Understanding Model Uncertainty
Every model has uncertainty. The model learns from imperfect or incomplete information, which impacts decisions about the “best” algorithm, hyperparameters, and features.
This fundamental uncertainty has three sources:
- Assumptions inherent to the algorithm. No algorithm can perfectly model a real-world problem, there is always some error due to the fact that the model learns generalizations.
- Noise in the data. Every real-world data set always has some degree of randomness. This leads to what we call aleatoric uncertainty, or statistical uncertainty.
- Some things are knowable but may not be represented in the training data due to incomplete coverage of the problem domain. This leads to epistemic uncertainty.
While the assumptions made by a model are algorithm-specific, the latter two sources of uncertainty relate to the data. We can look at some examples to gain a better understanding of them.
Aleatoric Uncertainty
Aleatoric uncertainty stems from noise in the data. There is always some amount of randomness in any real-world data set.
Even in a carefully controlled scientific experiment, data is collected through indirect measurement — that is, the measurement is taken using equipment. This equipment has a level of imprecision, as well as potential sources of error, and the thing being measured often cannot be completely isolated. If you’ve ever seen Breaking Bad, think of how Walter White is proud of 99.1% purity. Even he can’t achieve 100% purity; it’s impossible. Similarly, in physics there is the particle-wave duality of light — whether light behaves like a particle or a wave depends on how it is being observed. These indirect measurements lead to noise.

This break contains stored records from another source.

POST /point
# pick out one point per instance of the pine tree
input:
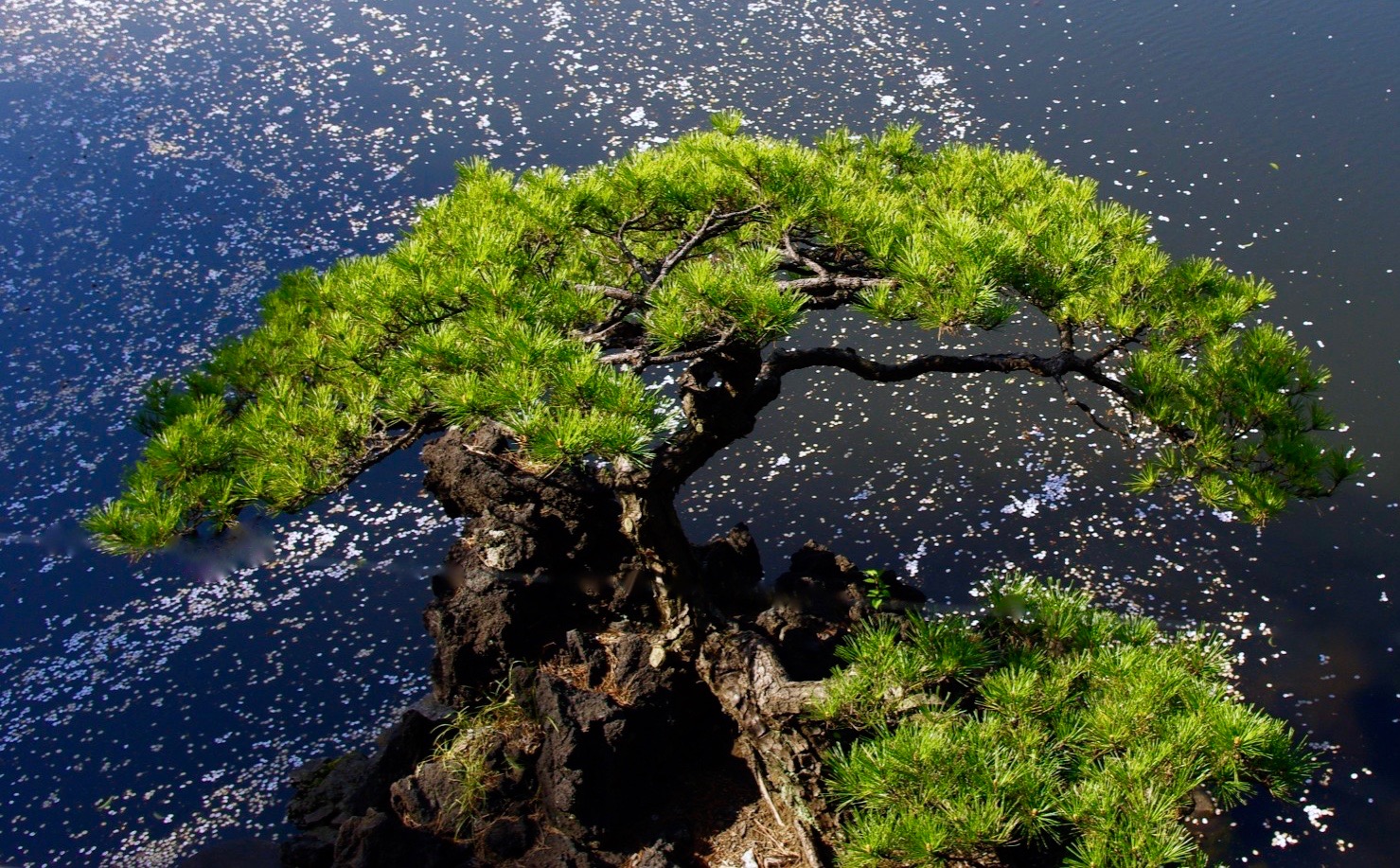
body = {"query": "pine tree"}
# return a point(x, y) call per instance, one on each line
point(540, 301)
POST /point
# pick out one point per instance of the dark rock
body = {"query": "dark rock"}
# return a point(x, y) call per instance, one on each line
point(402, 748)
point(816, 602)
point(242, 853)
point(558, 851)
point(663, 854)
point(508, 838)
point(564, 523)
point(494, 620)
point(426, 800)
point(328, 789)
point(380, 841)
point(733, 569)
point(309, 851)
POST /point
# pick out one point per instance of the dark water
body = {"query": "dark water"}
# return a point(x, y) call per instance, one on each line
point(160, 163)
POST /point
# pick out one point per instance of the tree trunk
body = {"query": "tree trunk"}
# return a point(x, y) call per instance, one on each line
point(649, 521)
point(742, 669)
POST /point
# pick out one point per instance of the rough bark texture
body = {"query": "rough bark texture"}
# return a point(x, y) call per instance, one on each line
point(543, 593)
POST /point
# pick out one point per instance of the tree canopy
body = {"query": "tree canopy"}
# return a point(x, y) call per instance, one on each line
point(540, 303)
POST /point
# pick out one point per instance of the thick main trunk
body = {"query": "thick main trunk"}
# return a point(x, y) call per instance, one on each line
point(649, 521)
point(742, 669)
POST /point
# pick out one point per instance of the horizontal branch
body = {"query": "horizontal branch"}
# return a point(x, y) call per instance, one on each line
point(784, 362)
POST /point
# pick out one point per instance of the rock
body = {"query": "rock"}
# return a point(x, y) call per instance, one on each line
point(380, 841)
point(327, 789)
point(508, 838)
point(494, 620)
point(733, 569)
point(427, 800)
point(564, 523)
point(816, 602)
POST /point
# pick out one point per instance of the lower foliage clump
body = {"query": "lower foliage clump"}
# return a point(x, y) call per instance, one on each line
point(1046, 730)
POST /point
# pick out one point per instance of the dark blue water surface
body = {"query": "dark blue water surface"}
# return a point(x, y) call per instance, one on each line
point(161, 163)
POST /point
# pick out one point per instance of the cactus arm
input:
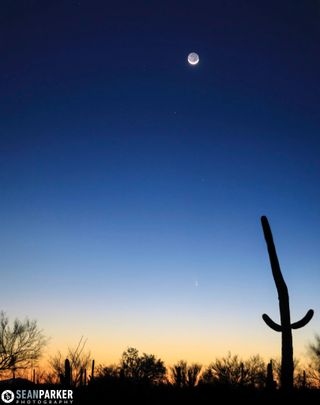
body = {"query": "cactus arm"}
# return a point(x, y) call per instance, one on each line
point(273, 325)
point(303, 321)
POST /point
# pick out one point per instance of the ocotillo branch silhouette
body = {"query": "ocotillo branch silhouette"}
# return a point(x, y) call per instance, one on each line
point(286, 326)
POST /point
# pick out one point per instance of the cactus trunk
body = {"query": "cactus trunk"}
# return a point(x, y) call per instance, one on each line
point(286, 326)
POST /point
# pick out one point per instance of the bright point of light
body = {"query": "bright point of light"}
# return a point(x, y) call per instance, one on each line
point(193, 58)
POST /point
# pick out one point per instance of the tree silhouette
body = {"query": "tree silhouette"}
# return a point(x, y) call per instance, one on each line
point(286, 326)
point(78, 361)
point(145, 368)
point(20, 345)
point(231, 371)
point(314, 366)
point(184, 375)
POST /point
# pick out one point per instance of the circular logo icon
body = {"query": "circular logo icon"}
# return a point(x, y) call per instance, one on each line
point(7, 396)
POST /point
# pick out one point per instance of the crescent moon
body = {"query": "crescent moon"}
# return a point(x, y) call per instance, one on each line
point(193, 58)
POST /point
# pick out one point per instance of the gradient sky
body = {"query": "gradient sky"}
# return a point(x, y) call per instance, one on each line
point(132, 183)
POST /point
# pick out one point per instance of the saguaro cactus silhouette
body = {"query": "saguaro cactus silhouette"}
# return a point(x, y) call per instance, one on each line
point(286, 326)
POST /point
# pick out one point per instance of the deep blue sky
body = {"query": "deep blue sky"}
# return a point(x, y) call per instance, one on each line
point(132, 183)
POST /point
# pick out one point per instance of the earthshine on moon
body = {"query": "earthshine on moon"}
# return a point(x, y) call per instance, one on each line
point(193, 58)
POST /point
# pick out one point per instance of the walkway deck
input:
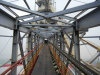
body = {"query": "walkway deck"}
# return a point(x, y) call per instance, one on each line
point(44, 64)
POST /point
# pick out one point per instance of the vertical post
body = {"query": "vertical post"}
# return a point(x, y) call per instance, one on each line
point(29, 45)
point(76, 45)
point(15, 49)
point(21, 50)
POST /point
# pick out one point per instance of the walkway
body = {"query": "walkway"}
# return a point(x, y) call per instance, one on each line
point(44, 64)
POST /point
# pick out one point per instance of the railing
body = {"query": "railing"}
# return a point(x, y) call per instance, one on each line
point(62, 67)
point(29, 66)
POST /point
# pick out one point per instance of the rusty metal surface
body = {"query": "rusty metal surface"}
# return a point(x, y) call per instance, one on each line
point(44, 64)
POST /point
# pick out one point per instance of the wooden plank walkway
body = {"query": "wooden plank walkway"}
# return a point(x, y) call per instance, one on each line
point(44, 64)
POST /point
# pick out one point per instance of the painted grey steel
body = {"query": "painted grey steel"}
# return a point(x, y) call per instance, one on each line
point(8, 21)
point(32, 20)
point(14, 50)
point(67, 17)
point(29, 46)
point(21, 8)
point(21, 50)
point(45, 25)
point(9, 9)
point(26, 4)
point(75, 9)
point(76, 48)
point(67, 4)
point(26, 16)
point(90, 20)
point(83, 68)
point(76, 45)
point(94, 57)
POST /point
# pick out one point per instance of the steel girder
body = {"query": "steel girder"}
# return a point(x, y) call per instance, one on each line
point(92, 19)
point(8, 21)
point(75, 9)
point(21, 8)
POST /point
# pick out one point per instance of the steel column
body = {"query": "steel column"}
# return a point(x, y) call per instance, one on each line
point(15, 49)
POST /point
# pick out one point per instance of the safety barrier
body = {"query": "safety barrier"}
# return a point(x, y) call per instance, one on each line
point(29, 66)
point(62, 67)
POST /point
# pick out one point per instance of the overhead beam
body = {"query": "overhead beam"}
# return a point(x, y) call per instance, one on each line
point(26, 16)
point(8, 21)
point(90, 20)
point(26, 4)
point(67, 4)
point(75, 9)
point(20, 8)
point(32, 20)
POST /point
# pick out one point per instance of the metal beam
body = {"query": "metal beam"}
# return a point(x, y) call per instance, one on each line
point(32, 20)
point(21, 8)
point(67, 17)
point(67, 4)
point(75, 9)
point(26, 4)
point(21, 50)
point(90, 20)
point(14, 50)
point(94, 57)
point(83, 68)
point(8, 21)
point(26, 16)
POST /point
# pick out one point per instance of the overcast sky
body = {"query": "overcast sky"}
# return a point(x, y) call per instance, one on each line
point(5, 48)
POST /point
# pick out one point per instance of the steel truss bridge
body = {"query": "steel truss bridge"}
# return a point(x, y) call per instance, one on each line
point(49, 33)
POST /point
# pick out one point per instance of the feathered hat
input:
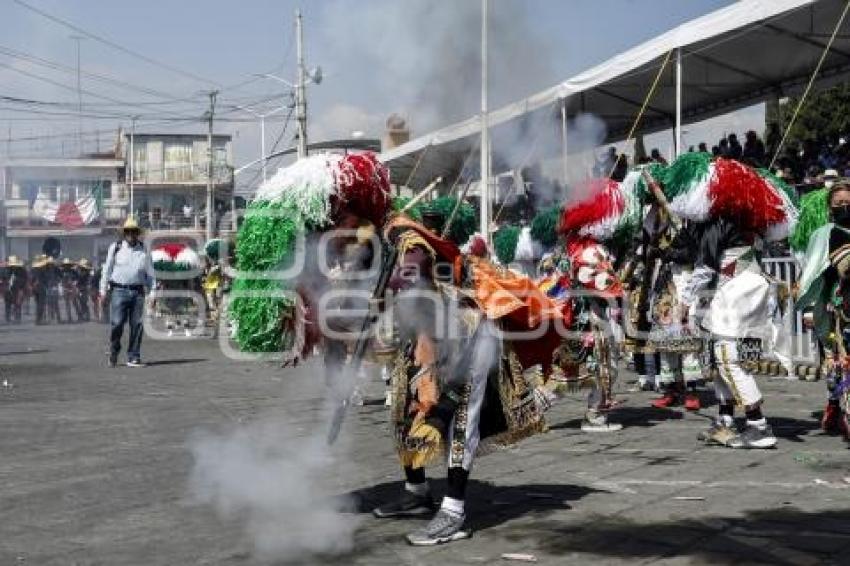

Outside of scientific experiments, an easy example to consider is the photo above depicting a sidewalk-lined street partially covered by a building’s shadow. The shadow creates a distinct straight edge in the road while reducing the contrast at the boundary between sidewalk and street. This adds noise to the image. If a model were attempting to segment the photo, it may detect the shadow as an edge and incorrectly bound the street even though to a human eye we can easily see the actual boundary.
For any data set, there is noise from errors in measurement as well as from inherent randomness. In something as seemingly straightforward as a house sale price, although a bank will use a specific formula for calculating the value, there are human factors external to the physical properties of the house that can add noise to the final negotiated price. For an NLP problem, we may have noise from the errors people make when speaking and writing such as using the wrong word or making a grammar mistake, but there will also be noise stemming from the fact that two people saying the same thing will likely phrase it slightly differently.
Although a sufficiently large data set should provide coverage of the range of values that is possible within the domain, the inherent noise will always add uncertainty to the model.
Epistemic Uncertainty
Beyond the noise in the data, we have uncertainty from the fact that training data is always a sample. It will never be all of the data (if it were, you wouldn’t have new data to make predictions for). This gives us epistemic uncertainty, the uncertainty derived from what we don’t know but could learn.
As you may have guessed, using more data reduces epistemic uncertainty. It cannot be completely eliminated since there will always be more data to observe, but we factor it into our model evaluation by using holdout test data or cross validation, and reinforcement learning or model retraining can further reduce it over time.
Conclusion
Model uncertainty can be a challenging concept to grasp, especially when first starting out in data science. We want there to be a correct answer, a correct model, but because of fundamental uncertainty, the correct model doesn’t exist. The sources of uncertainty are thus important to consider when we evaluate performance and in determining how to use the outputs.